Je had Willy Christian moeten noemen, natuurlijk. Jullie muziek is dikwijls hard maar heel gevarieerd: ik hoorde vanochtend bij Wim eerst Sepultura en daarna iets van de Beatles. Ik hoor het geen andere zender doen in Vlaanderen. Daar moet je als luisteraar wel tegen kunnen.

Orye: “Dat is waar, maar je kan met de mensen die bij ons werken ook geen gewone Classic Rock-zender maken. Daar gaan Marcel Vanthilt en Stijn Meuris en Luc Janssen niet in mee. Mensen mogen hier hun ding komen doen: dat is een geweldig voordeel. Voor hen maar ook voor ons.”

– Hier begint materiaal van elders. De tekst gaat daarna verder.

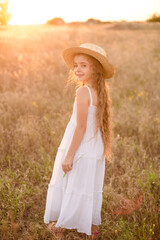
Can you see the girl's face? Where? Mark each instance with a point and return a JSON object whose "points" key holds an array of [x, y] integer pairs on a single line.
{"points": [[82, 68]]}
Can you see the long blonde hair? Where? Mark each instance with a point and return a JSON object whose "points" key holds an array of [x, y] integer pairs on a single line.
{"points": [[103, 115]]}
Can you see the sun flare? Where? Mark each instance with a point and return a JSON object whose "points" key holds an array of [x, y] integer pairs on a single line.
{"points": [[39, 11]]}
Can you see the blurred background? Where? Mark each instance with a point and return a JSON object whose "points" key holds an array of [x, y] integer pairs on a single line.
{"points": [[36, 104]]}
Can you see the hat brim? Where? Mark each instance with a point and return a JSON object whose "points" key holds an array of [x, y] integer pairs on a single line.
{"points": [[69, 53]]}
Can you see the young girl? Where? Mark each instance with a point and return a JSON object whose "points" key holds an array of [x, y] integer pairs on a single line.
{"points": [[74, 197]]}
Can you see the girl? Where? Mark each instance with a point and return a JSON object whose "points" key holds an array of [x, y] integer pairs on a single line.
{"points": [[74, 197]]}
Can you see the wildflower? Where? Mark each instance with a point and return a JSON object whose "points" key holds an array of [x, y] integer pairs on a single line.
{"points": [[35, 104]]}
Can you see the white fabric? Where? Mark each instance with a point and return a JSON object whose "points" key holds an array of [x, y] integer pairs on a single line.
{"points": [[75, 200], [90, 95]]}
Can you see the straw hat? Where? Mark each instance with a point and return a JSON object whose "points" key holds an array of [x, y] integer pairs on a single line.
{"points": [[92, 50]]}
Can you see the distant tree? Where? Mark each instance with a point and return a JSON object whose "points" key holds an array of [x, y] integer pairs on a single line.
{"points": [[155, 18], [56, 21], [5, 16]]}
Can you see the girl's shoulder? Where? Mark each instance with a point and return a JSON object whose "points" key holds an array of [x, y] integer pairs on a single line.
{"points": [[81, 90]]}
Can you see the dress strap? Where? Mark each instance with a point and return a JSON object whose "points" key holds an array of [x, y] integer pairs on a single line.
{"points": [[89, 94]]}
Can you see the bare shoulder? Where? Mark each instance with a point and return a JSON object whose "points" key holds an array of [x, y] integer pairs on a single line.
{"points": [[82, 94]]}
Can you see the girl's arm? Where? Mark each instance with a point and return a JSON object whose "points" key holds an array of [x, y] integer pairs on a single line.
{"points": [[82, 113]]}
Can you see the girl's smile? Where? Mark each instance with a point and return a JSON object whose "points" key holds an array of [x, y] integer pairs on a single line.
{"points": [[82, 68]]}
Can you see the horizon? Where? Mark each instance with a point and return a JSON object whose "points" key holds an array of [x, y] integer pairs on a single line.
{"points": [[40, 11]]}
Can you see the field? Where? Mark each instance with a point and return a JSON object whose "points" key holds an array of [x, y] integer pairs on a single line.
{"points": [[36, 105]]}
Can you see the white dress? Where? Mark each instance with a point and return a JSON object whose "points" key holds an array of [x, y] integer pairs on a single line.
{"points": [[75, 200]]}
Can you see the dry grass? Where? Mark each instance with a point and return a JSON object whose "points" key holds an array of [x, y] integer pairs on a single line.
{"points": [[34, 111]]}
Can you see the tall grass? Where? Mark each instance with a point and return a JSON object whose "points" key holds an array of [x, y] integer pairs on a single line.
{"points": [[35, 108]]}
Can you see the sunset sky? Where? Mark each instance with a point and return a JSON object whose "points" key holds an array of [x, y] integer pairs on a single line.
{"points": [[39, 11]]}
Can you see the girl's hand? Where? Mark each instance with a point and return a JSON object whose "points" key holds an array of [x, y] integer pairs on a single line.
{"points": [[67, 164]]}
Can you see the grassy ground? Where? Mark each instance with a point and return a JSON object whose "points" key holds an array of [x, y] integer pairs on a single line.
{"points": [[35, 108]]}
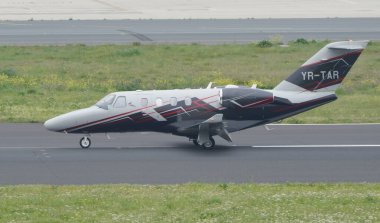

Moens: “Ik heb in het begin ook mijn been een beetje stijf gehouden: je moet een eigen smoel laten zien. Dat mochten we gelukkig. Ik stel ben al twintig jaar professioneel met muziekradio bezig, na een tijd weet je wel ongeveer wat er werkt. En soms iets spicy zoals Sepultura erin werkt dus.”

Orye: “Alles is gebufferd en er zit veel variatie in: we draaien ook geen vijf harde platen na elkaar. Van The Haunted Youth tot dEUS en terug. Van de nieuwe lichting naar de oude lichting.”

Zijn jullie de nieuwe muzikale gids voor al wat oudere jongeren?

Moens: “Ik zie in mijn omgeving toch veel mensen die verdwalen op Spotify en zoeken naar iemand die de schifting al gemaakt heeft voor hen. Overdag zijn we Rock Werchter en Pukkelpop en soms zijn we Dour. Tomorrowland doen we niet, Beastie Boys of de vroegere Underworld en Grandmaster Flash wel.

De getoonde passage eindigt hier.